An official of the Association for the Development of the Bandiagara Circle (ADB), Seydou Timbiné, confirmed the facts. “This is a cowardly and barbaric attack. Civilians were leaving Bandiagara for the village of Tégrou. We call on the Malian government to take all necessary measures to ensure the safety of the civilian population… (…) There are too many weapons and gangs circulating,” said Mr. Timbiné.
My brother was with other people returning by motorcycle from the Bandiagara market. Armed men opened fire on them. Four civilians were killed on the spot and two others were wounded. The killers disappeared quickly.
He added that the two injured had been transferred to a health centre “to receive first aid”.
A Malian security source also confirmed the deaths of “four civilians killed by armed men near Bandiagara”.

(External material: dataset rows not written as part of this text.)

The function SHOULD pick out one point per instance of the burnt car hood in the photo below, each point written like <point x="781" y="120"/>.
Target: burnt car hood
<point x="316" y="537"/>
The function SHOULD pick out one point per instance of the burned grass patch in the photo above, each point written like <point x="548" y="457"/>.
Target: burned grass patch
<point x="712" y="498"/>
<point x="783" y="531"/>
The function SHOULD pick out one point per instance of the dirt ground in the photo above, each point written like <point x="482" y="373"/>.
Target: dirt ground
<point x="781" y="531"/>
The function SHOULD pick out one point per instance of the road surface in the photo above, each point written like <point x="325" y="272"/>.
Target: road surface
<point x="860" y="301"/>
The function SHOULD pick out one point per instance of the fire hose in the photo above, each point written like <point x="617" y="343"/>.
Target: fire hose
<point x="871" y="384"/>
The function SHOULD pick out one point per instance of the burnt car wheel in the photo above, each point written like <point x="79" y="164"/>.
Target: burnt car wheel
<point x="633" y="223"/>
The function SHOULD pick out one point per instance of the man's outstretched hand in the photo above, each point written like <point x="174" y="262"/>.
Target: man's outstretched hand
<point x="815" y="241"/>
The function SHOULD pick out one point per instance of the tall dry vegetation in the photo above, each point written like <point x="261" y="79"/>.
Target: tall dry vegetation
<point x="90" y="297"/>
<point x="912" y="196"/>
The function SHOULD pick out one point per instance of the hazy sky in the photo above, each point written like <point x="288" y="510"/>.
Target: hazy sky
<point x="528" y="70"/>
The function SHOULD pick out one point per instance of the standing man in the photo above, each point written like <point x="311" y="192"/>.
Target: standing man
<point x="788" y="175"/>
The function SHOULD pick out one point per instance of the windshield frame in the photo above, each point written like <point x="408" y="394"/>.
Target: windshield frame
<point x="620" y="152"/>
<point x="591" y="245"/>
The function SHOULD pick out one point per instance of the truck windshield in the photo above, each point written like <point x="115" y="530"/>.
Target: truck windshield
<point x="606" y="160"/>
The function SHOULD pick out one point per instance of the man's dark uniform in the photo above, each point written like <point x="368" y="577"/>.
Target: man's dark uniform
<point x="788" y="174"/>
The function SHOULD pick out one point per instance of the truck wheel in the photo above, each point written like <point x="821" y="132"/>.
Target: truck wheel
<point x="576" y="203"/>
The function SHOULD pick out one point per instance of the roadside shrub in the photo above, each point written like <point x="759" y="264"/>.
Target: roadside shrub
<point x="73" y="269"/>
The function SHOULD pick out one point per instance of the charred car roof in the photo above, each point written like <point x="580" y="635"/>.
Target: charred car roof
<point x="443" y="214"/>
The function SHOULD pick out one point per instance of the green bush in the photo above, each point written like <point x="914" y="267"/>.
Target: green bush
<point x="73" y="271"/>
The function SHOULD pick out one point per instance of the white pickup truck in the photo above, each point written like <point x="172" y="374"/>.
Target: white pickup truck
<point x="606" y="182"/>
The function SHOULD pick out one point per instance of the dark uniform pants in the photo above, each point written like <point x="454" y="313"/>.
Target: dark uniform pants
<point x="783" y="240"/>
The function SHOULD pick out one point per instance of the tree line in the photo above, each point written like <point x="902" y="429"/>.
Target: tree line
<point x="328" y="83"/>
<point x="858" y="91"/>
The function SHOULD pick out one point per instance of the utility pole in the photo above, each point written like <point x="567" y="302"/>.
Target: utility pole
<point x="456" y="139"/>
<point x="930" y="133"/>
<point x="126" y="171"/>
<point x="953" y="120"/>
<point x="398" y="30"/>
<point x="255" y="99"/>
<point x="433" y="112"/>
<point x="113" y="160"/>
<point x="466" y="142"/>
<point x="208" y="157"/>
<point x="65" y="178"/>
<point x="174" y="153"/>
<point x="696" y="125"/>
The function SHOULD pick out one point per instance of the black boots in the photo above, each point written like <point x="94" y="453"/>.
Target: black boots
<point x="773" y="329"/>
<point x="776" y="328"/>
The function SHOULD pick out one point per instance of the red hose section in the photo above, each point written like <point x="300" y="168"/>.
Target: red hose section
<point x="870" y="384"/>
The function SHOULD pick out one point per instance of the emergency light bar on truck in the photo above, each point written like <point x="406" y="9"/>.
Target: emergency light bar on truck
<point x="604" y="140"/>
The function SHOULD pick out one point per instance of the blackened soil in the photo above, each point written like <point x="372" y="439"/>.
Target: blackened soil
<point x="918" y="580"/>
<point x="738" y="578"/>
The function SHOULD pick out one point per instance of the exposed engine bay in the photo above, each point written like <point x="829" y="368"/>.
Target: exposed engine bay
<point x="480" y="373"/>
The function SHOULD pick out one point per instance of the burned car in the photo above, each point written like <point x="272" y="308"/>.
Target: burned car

Last week, 18 civilians were killed in a double ambush by armed men two days apart in the same commune in central Mali.
Northern Mali had fallen in March-April 2012 under the control of jihadist groups linked to al-Qaeda. These groups have been largely driven out by an international military intervention, launched in January 2013 at the initiative of France, which continues.
But entire areas of the country are still beyond the control of Malian, French and UN forces, which are regularly targeted by attacks, despite the signing in May-June 2015 of a peace agreement, which is supposed to definitively isolate jihadists, whose implementation is running behind schedule.
Since 2015, these attacks have spread to central and southern Mali and the phenomenon is spreading to neighbouring countries, particularly Burkina Faso and Niger, very often mixing with inter-community conflicts.